I can give you the example of Mehdi Baala, he is 1m83 for 65 kg. This year, he has focused more on explosiveness in order to work is kick. His physical traininer is a former high jumper, Rachid Lalmi. He lifts 8 x 130kg (287 pounds). Progresses were obvious in his speed, in 2000, his best at 150m was 16.9, in 2003, he was able to run several heats of 16.5. He can also run 200m under 23sec and did 3 x 48sec at 400m. And of course, it led to great improvement this year at 1500m (from 3:32.0 to 3:29.0 level).
His personal bests for 800/1000/1500 are 1:43.15 (2002), 2:13.96 (2003), 3:28.98 (2003).
I have never seen a definative answer on this one.
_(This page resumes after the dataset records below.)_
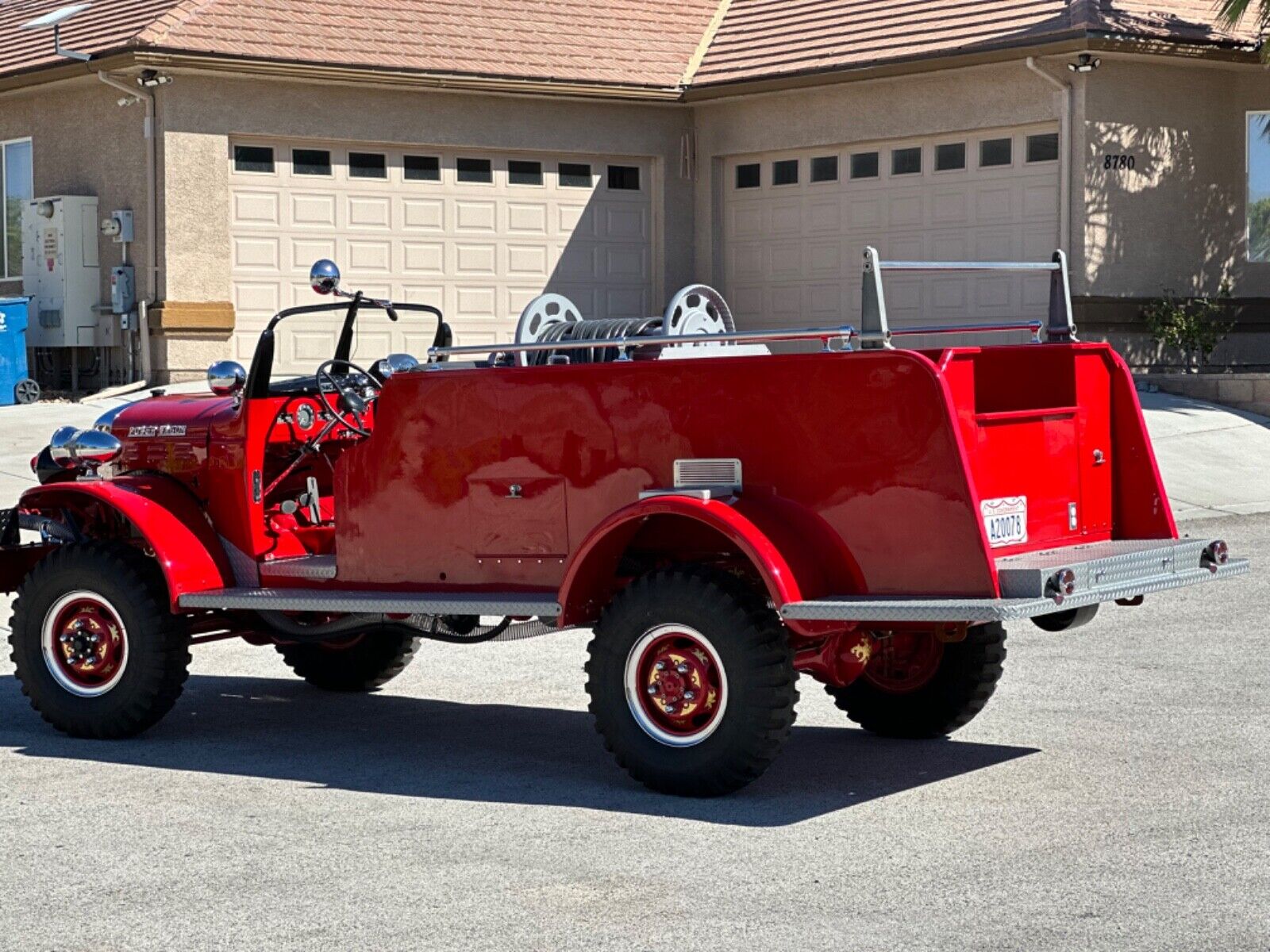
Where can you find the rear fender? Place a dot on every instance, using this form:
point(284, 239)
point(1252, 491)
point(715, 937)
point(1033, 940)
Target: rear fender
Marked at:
point(592, 575)
point(162, 512)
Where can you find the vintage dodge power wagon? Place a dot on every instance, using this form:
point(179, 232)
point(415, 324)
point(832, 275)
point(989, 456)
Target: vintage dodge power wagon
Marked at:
point(724, 509)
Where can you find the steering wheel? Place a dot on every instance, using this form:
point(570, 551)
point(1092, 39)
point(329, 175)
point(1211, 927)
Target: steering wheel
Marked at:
point(351, 406)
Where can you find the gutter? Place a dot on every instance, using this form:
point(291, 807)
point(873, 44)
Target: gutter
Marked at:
point(1064, 155)
point(144, 305)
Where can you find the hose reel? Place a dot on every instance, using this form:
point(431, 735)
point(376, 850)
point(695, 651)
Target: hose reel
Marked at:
point(696, 309)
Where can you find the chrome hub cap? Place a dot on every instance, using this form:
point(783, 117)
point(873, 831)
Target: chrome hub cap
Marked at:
point(84, 644)
point(676, 685)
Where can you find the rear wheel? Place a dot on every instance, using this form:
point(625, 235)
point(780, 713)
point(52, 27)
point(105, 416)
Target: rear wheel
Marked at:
point(356, 663)
point(691, 682)
point(95, 647)
point(918, 685)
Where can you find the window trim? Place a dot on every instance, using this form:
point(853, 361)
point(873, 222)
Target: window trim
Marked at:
point(273, 154)
point(935, 158)
point(348, 167)
point(330, 164)
point(4, 201)
point(1014, 152)
point(1248, 186)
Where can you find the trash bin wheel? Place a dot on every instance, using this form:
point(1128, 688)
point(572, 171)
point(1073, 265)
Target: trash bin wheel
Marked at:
point(27, 391)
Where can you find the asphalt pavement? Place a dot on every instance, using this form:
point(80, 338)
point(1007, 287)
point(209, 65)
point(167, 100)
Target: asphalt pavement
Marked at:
point(1111, 797)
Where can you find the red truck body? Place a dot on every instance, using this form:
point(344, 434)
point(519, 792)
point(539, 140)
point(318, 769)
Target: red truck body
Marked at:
point(886, 507)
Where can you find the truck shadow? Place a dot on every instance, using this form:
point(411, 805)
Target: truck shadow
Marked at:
point(279, 729)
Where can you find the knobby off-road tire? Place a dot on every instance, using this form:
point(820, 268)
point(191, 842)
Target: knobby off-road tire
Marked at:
point(963, 682)
point(729, 643)
point(359, 663)
point(140, 660)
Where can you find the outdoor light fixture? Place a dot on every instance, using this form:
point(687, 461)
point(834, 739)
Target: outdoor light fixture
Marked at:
point(55, 19)
point(152, 78)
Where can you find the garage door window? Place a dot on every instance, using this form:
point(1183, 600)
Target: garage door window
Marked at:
point(368, 165)
point(1043, 148)
point(310, 162)
point(906, 162)
point(1259, 187)
point(16, 184)
point(825, 168)
point(479, 171)
point(421, 168)
point(258, 159)
point(950, 156)
point(624, 178)
point(785, 171)
point(864, 165)
point(996, 152)
point(575, 175)
point(520, 173)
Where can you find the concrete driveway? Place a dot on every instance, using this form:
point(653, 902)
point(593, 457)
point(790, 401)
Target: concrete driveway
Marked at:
point(1111, 797)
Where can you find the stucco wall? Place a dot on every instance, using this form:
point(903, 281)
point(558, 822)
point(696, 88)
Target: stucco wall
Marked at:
point(952, 101)
point(1178, 219)
point(84, 144)
point(201, 112)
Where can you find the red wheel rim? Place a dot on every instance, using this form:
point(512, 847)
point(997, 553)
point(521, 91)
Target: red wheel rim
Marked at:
point(905, 662)
point(84, 643)
point(676, 685)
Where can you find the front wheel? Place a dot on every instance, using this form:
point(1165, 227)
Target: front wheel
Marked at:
point(95, 647)
point(691, 682)
point(918, 685)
Kenyan and most other African distance runners don`t do weights. Steve Ovett gave up weights in his early 20s.
Seb Coe did a lot of weights and gereral cross training.
I have never seen an accurate correlation between weights and distance running success. Judging by sheer volume of their good results the non-weight trainers seem to outweigh the Coe methods. ie hard and varied running seems to have better results than weights.
My own mediocre results have been more influenced by doing some short and quick sprints (60-80m) to speed up than any weights.
I confess that the only reason I lift weights is for general health and to look better on a beach !
Some elite marathoners use plyos and heavy lifting (squats over 135 is impressive for such light athletes) I would go into detail but I make less then a teacher and would rather not loose it to a lawsuit.